For further performance estimation of four metrics, the calculated results for all videos used in this test are reported in Table 1 by implementing both the PLCC and SRCC’s evaluation criteria. A good quality metric is expected to achieve higher values in both PLCC and SRCC [8]. According to both PLCC and SRCCs judgement, the QMET reveal the similar performance compared to the PSNR, however, it could obtain relatively higher score compared to the SSIM and MOS. In fact, the obtained results of the proposed metric are promising given the fact that no information about the reference image is available to the QMET for evaluating quality. Since the scoring pattern of four metrics are approximately similar in terms of distinguishing different quality contents as illustrated in Figs. 9 and 10, and Table 1, the proposed QMET could be well represented as a new member of the quality metric family and successfully employed as an impressive alternative to the subjective estimator MOS. It could also be employed to evaluate the effectiveness of using the objective metrics PSNR and SSIM since the QMET does not require any ground-truth reference for quality estimation.

Table 1. Average performance of four metrics according to both PLCC and SRCC’s evaluation criteria.

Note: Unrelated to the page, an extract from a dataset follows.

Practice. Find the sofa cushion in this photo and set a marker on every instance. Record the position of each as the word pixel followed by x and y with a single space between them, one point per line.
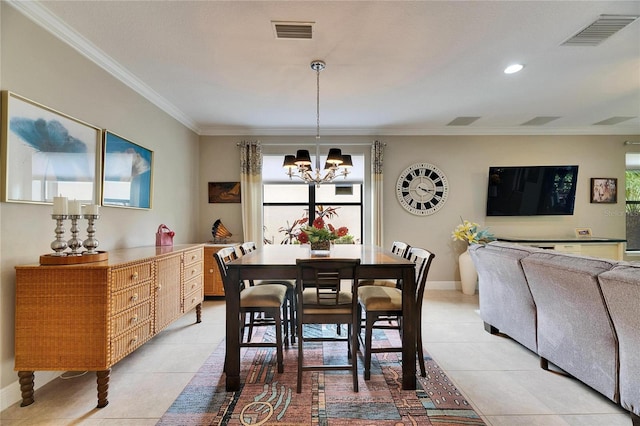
pixel 621 290
pixel 505 299
pixel 574 328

The potential application of QMET could be the evaluation of synthesized views reproduced by different FVV generation algorithms. A good number of contributions could be found in the literature which claim about the image quality improvement mostly depending on the objective metric PSNR, SSIM or the subjective estimator MOS. However, it is presented earlier that the subjective estimator MOS performs better than the objective metrics in most cases during evaluating the FVV quality. Since the proposed QMET is mostly correlated to the proximity of human cognition, its assessment process is presumed to be more neutral compared to the MOS. Moreover, since the view synthesis algorithms go through some post-processing phases such as inverse mapping or inpainting for crack filling, it is highly anticipated to obtain higher quality evaluation score using QMET especially for those algorithms successfully overcoming the crack filling artifacts.

4 Conclusion

In this work, a no-reference video quality assessment metric has been developed based on the free view video. The newly developed metric QMET could be an impressive substitute to the popularly used subjective estimator MOS for quality evaluation and comparison. In the metric generation process, the human perceptual eye- traversing nature on videos is exploited and discovered the patterns of Length, Angle, Pupil-size, and Gaze-duration features from the recorded gaze trajectory for varied video qualities. The content and resolution invariant operations are carried out prior to synthesizing them using an adaptive weighted function to develop the QMET. The experimental analysis reveal that the quality evaluation carried out by the QMET is mostly similar to the MOS and the reference required PSNR and SSIM in terms of assessing different aspects of quality contents. Eventually, the outcomes of four metrics have further been tested using the Pearson Linear Correlation Coefficient (PLCC) and Spearman Rank-Order Correlation Coefficients (SRCC) evaluation criteria which indicate that the QMET could relatively better perform compared to the MOS and the SSIM for a wide range of free viewpoint video contents. Since the eye-tracker data could be easily captured nowadays by directly employing the software based eye-tracking simulator (i.e. device itself is no longer required), the utility of the QMET could also be more flexible using such simple simulator generated data set.